The 24-year-old will return to his African homeland next month, but this time with a college degree and dreams of rehabilitating his country.
Mayai and two others of the remaining cadre of more than 20,000 young boy refugees who fled Sudan in 1987 are no longer lost. The three will graduate from the University of Utah on Friday with aspirations of continuing on to earn a doctorate or a law degree.
"Education is my mother and my father," Mayai said. "Having grown up by ourselves, we see ourselves rehabilitated through education. Our parents could be dead, but we see that education will speak on our behalf in the future."
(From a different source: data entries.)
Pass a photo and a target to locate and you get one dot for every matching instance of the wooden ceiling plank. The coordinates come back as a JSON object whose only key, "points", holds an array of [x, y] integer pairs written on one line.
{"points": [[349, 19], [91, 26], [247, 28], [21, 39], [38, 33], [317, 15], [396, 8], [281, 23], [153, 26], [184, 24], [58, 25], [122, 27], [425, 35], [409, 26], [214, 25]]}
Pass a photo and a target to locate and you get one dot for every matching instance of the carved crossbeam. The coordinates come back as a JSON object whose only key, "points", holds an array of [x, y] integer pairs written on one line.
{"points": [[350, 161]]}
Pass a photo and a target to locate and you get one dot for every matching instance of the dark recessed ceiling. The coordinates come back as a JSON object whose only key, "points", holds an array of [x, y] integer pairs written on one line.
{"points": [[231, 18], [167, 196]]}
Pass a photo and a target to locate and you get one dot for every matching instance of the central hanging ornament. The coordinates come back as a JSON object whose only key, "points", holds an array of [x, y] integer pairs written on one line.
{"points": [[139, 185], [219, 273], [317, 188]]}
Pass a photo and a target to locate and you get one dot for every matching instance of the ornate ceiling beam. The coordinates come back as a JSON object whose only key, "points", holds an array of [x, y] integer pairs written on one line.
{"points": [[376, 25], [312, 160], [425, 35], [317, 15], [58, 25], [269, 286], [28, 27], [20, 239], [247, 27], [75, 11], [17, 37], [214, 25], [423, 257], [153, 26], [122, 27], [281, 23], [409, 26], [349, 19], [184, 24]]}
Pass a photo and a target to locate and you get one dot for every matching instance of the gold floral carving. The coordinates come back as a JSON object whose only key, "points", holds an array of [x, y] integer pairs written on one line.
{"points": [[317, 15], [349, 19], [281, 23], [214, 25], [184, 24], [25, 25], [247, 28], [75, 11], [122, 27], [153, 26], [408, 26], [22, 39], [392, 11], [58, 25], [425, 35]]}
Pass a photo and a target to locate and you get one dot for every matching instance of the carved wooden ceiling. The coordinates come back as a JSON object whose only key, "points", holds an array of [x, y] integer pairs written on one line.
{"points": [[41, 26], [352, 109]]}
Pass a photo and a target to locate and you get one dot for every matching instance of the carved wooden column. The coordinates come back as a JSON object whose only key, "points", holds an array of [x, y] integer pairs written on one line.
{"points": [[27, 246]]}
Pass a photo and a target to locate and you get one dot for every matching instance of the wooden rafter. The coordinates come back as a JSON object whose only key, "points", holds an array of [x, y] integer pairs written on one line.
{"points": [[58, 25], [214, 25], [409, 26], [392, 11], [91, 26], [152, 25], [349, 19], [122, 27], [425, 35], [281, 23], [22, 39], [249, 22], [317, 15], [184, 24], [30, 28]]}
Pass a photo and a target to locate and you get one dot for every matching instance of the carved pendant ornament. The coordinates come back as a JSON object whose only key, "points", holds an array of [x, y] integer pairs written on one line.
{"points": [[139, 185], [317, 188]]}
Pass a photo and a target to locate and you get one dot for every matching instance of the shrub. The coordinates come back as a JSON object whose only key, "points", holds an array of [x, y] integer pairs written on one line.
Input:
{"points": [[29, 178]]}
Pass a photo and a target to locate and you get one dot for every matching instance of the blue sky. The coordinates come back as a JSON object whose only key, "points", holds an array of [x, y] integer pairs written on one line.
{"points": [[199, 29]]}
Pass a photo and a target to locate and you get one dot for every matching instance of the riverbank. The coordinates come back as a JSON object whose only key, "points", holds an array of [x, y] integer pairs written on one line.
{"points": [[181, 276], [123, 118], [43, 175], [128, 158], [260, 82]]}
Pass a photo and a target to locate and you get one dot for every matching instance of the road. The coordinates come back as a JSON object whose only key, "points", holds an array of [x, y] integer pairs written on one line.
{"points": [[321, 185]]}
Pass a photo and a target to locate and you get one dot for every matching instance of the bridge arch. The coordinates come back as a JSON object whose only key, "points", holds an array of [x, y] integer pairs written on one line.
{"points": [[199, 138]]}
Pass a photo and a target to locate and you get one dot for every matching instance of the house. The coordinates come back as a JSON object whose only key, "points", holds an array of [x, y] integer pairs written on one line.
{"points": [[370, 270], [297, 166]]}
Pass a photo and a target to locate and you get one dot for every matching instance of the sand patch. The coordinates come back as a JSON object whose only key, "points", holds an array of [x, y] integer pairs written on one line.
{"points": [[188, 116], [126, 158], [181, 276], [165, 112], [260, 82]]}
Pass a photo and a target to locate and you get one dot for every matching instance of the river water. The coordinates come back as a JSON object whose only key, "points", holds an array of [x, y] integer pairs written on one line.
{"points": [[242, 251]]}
Mayai, James Garang and Philip Awan never dreamed they would earn college degrees as they traveled as part of the group of lost boys, landing in a Kenyan refugee camp for almost a decade before the U.S. government brought roughly 4,000 of the Sudanese refugees to America. About 140 of the young men came to Utah in 2001.
The memories of those days as young boys walking parentless toward peace are vivid for Mayai as he prepares to don cap and gown for Friday's ceremony. While he has earned accolades for his academic research, he recalls when success was measured simply by surviving another day.
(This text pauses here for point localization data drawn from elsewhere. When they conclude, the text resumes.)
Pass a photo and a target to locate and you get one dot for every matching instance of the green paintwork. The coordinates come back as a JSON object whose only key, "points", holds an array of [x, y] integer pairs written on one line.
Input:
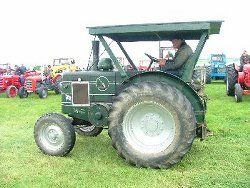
{"points": [[104, 85]]}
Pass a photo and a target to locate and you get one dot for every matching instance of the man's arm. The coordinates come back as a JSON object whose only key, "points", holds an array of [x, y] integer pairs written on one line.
{"points": [[180, 58]]}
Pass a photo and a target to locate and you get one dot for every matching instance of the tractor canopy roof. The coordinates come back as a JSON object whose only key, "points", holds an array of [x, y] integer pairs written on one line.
{"points": [[157, 31]]}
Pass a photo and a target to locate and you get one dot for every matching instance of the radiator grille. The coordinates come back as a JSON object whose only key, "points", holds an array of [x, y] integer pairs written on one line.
{"points": [[80, 93]]}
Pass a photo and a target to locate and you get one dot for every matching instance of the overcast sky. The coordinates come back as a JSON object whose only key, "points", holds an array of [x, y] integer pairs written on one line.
{"points": [[37, 31]]}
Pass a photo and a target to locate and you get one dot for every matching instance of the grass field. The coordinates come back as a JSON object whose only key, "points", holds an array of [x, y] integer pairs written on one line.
{"points": [[222, 160]]}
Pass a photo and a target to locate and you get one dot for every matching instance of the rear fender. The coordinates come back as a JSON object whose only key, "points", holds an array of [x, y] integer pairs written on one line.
{"points": [[199, 105]]}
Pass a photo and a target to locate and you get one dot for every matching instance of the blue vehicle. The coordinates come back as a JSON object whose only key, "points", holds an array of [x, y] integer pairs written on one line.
{"points": [[217, 68]]}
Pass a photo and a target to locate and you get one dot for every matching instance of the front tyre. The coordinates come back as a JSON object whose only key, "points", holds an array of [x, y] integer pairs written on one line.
{"points": [[54, 134], [152, 125]]}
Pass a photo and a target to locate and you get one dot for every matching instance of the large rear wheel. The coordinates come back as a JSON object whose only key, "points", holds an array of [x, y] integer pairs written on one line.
{"points": [[152, 125]]}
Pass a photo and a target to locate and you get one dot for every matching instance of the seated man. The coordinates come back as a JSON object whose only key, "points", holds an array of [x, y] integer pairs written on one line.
{"points": [[244, 59], [183, 52]]}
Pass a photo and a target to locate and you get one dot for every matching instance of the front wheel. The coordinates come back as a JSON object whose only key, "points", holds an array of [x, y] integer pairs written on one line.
{"points": [[152, 125], [54, 134]]}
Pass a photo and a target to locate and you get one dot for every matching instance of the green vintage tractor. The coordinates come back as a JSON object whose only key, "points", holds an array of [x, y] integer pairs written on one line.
{"points": [[152, 117]]}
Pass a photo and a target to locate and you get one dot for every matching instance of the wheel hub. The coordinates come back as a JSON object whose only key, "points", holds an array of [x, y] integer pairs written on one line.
{"points": [[152, 124], [52, 135], [149, 127]]}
"The life was about thinking, I'll just die, I won't live to see the day. No one among us had even thought of going to college," Mayai said, recalling how he ate leaves and sucked water from mud to survive. "It has given me the strength to have a life anywhere and the strategies I can apply in any community."
That strength translated into academic determination for the three soon-to-be graduates. Mayai will graduate with honors in sociology and will prepare to earn a joint law degree and doctorate from the University of Wisconsin-Madison. Garang will leave the U. with honors in economics, and Awan will receive his degree in psychology.
All three of the former lost boys started their Utah education at Salt Lake Community College, moving quickly through their associate degrees to get to the U. Mayai even scored 96 percent on his math college entrance exam, a feat he credits to the makeshift classrooms in the Kenyan refugee camp.
"He had more drive and determination and discipline than I see in most students," Rebecca Utz, a U. associate professor of sociology, said of Mayai. "He never even realizes that 'Hey, my life was different and I've come so far.' He doesn't use it as a crutch."
Utz worked with Mayai as a mentor, helping him through a string of ambitious projects and a culminating thesis on the psychological and health troubles of the lost boys.
But Mayai doesn't want his research to end with his diploma on Friday. Instead, he will travel back to Sudan this summer on a research mission to learn how to bring peace and productivity to his African home.
Awan plans a trip to Sudan this year, hoping to use his psychology skills to counsel people who lived through the country's prolonged civil wars.
"I really want to help the people back there. That's one of my dreams to go home and make change," Awan said.
The trip, however, means returning to a home that exists only in hazy memories for the three lost boys. Awan's mother and father both died after he left the village, and Mayai does not know what became of his family. A broken phone call last month with a brother in Sudan is the only contact he has had with his family for almost 20 years.
"It's different there," he said. "I don't think I'll remember it."